Craft books and classes are great, but they won’t get you there. I would even submit that re-writing is largely useless (nuance). You can’t edit yourself into a higher skill level, as Zack Graffman has said in this excellent piece. No, the biggest bang for your buck is writing new stuff. That’s where you get your reps in. Heinlein is simply right.
But back to that second novel. It ended up being a fairly clean first draft, at least I think so. It will need some work, but I feel like I could send it to a copyeditor tomorrow and get back a pretty decent entry.
The second novel meant a lot more to me than the first. I crushed about 80k words with a fulltime job, and several shorts written in between “breaks” (there are no brakes on this train), in about 7 months. But more than that it proved to myself that all of this wasn’t a fluke. It also proved that I have staying power. It also got immensely easier to complete than my first. I’ve started to figure out a process that works for me.

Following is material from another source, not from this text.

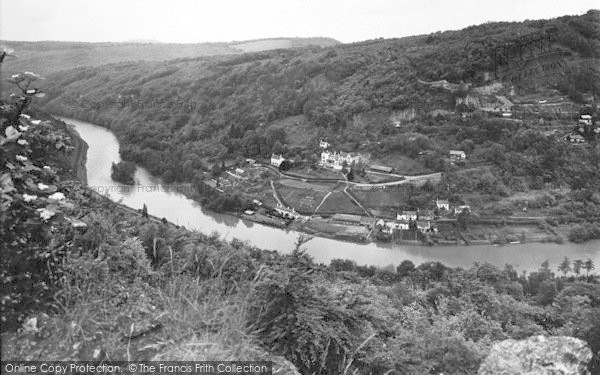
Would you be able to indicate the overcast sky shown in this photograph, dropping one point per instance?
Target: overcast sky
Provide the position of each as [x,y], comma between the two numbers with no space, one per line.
[189,21]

Since completing my second novel, I have dove headfirst into my third. I can’t tell you right now which one you will get to see first. Probably the second or third one if I had to guess. The first one needs work, and I probably wouldn’t worry about publishing it until I had a good draft of its sequel anyways. Or maybe, I’ll never look at it again. I’m not really concerned, because completing the second novel has freed me of the idea that the first has to be perfect or special, or is my one chance at success. It was just a necessary frog that needed to be swallowed.
Its important to realize that writing is mostly a psychological game. I saw a stat the other day that essentially said, most authors quit after three books. And that’s another thing to keep in mind, will releasing a novel to crickets cripple you? Will it kill your motivation? Then plan for that. I have no idea how that would affect me, even though its the most likely thing to happen to a debut self published novel. I do think if I have four or five drafts ready to be worked on and pushed out, that I’ll be too committed to care. Burn your boats has always been my motto, and that worked out for Cortez.
And so if I had to transmit the lessons I’ve learned over the last two years it would be this.
Consistency is key, get words everyday.
Cost of lost opportunity is real, for every minute you spend rewriting and fiddling you lose new words, and new skill.
Nuance here is that you can always go back at a higher skill level and resurrect an earlier work. Question is, will you want to.
Let go of perfect. Perfect doesn’t exist, but if it does, it lives a lot closer to 10 million words than wherever you are at now.
Swallow the frog. Don’t wait to tackle the novel. Shorts don’t give you words under your belt. You’ll never be ready for that first one, and you’ll never nail it. You just have to write it.